The class divided into small teams, each working with a different pair of mentors from LFG’s office in Omaha. Ultimately, it gave managers at LFG a chance to hear a greater range of possibilities for business strategies than if all teams were trying to reach the same answer.
“Our team had conclusions other groups didn’t consider. Some groups looked at it from the point of view of evaluating sales regions in geographical areas like the East or West coasts. We looked at the data from the perspective of industries like fishing or real estate. We tried to show how LFG could target a particular industry to increase sales,” he said.
Michael Peterson, actuarial analyst at LFG, worked with Hutchinson’s team weekly during the semester. He experienced the many ways students grow throughout the fall in advance of their final presentations, which took place at LFG late in the year.
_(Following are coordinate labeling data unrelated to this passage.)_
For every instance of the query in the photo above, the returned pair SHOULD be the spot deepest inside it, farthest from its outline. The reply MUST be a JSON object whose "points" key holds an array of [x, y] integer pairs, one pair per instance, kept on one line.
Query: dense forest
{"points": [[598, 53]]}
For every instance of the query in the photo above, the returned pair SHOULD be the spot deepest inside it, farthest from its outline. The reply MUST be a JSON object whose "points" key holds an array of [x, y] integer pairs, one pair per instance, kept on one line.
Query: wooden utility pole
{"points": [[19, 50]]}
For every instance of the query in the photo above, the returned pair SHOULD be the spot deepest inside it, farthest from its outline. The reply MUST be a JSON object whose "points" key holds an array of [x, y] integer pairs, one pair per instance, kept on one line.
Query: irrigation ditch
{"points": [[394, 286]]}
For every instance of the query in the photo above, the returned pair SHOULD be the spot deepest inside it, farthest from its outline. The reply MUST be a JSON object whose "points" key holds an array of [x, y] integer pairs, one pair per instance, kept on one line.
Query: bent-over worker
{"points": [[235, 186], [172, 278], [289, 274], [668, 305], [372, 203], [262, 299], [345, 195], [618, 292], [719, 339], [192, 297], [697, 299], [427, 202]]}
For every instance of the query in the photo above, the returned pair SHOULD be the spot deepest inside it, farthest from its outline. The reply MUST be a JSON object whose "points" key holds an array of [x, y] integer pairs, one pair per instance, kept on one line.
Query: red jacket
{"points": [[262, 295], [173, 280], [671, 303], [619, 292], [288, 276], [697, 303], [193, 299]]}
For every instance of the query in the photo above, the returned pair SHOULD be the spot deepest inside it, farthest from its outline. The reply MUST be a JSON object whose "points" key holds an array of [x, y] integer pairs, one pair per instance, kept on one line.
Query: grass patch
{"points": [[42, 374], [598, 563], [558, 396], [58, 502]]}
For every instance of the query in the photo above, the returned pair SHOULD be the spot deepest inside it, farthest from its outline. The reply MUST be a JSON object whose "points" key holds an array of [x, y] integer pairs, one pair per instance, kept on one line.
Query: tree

“What’s unique about actuarial science practice is there’s never going to be a perfectly correct answer,” said Peterson, who co-mentored his team with Matthew Rohman, ’19, actuarial analyst. “You’re going to notice trends and unique instances, and then explain what you uncovered. It was fun to see a big shift between the presentations and see students pick up a greater understanding of actuarial science business as we progressed.”
Peterson told students to focus on the story they are trying to tell. He saw Hutchinson play a key role in making the data come to life during their team presentation.
“Some of the students were mind-blowingly good at machine learning and data analysis. Robert excelled at being able to pull those students together and remind everyone they still needed to be able to tell a story about the data. He was able to help incorporate it into a final conclusion. He bridged the gap between the data analysis and practical application,” said Peterson.
Andy Nelson, ’16, associate actuary at LFG, also participated in the final presentations. He shared how the students made a great impression on his company.
“The students presented to some high-level managers in our organization,” Nelson said. “Everyone from our company were very impressed with their findings. What’s great is that a lot of what they provided is actual actionable insights, and it’s likely we will take those findings and implement some of them into business strategies going forward.”
Getting together with teammates regularly helped Hutchinson fully understand the data and communicate the story to LFG management. He believes he now has a better idea of what to expect when he starts his first professional job at Milliman in Omaha after graduating this semester.
“This project threw you into the fire where you have to explore and let your curiosity guide you. Our mentors knew we were all very new to the process, so they were forthcoming with information, and when we met with them in person, they would draw graphs to make it easier to understand key points. It helped create that drive to want to go do more research so you can come back the next day and be better than you were the day before,” Hutchinson said.
Sue Vagts, director of the Actuarial Science program and Ameritas Faculty Fellow, helped initiate the project with Heather Clemens, assistant director and assistant professor of practice.
“This semester was the first time we’ve partnered in this way with LFG,” said Vagts. “Our advisory board helped us come up with this idea to give our students more internship-like experiences. LFG collaborated with us by bringing in a significant case study to solve a real-world problem. It gives our students an opportunity to address the problem in their own way and better prepare them for their initial jobs in actuarial science.”